相手が不倫を認めており、すぐに支払ってくれるようなケースであればよいでしょう。
しかし相手が不倫を認めていなかったり、慰謝料の金額で折り合いがつかなかったりなど、話し合いでの解決が難しい場合は離婚調停や離婚裁判といった手続きをおこなう必要があります。
問題が長期化し、解決までに時間がかかってしまうこともあるため、早く別れたいのであれば慰謝料を請求しないのもひとつの方法といえるでしょう。
なお、離婚後でも、条件を満たせば慰謝料の請求は可能です。
条件や請求方法については、以下の記事を参考にしてください。
【関連記事】離婚後でも慰謝料請求はできる!請求方法と請求された場合の対処法
配偶者にだけ明らかな非がある
配偶者にだけ明らかな非があるのであれば、不倫相手に慰謝料を請求できない可能性が高くなります。

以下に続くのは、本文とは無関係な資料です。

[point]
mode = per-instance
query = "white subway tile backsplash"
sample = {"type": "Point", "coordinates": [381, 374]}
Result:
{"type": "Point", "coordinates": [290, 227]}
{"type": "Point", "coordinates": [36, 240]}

たとえば配偶者が不倫相手に独身であると嘘をついていたようなケースです。
この場合、不倫相手に対して慰謝料を請求すると、逆に相手から「嘘をつかれた」として慰謝料を請求される可能性もあります。
W不倫をしている
配偶者と不倫相手がW不倫をしている場合も、不倫相手への慰謝料請求は慎重に検討した方がよいでしょう。
慰謝料を請求したことで不倫相手の配偶者が不倫に気づき、配偶者に慰謝料を請求し返してくる可能性があるためです。
以下のようなケースでは、相手方へ支払う慰謝料の方が高額になることも考えられます。
- こちらは離婚しないが、相手夫婦は離婚を選択した
- こちらに子どもがいないが、相手夫婦には幼い子どもがいる
- こちらの配偶者が不倫を主導していた
それでも相手へ慰謝料を請求したいときは、弁護士に相談してアドバイスを求めることが推奨されます。
職場で不倫をしていた
職場で不倫をしていた場合も、不倫相手への慰謝料請求については慎重に検討することをおすすめします。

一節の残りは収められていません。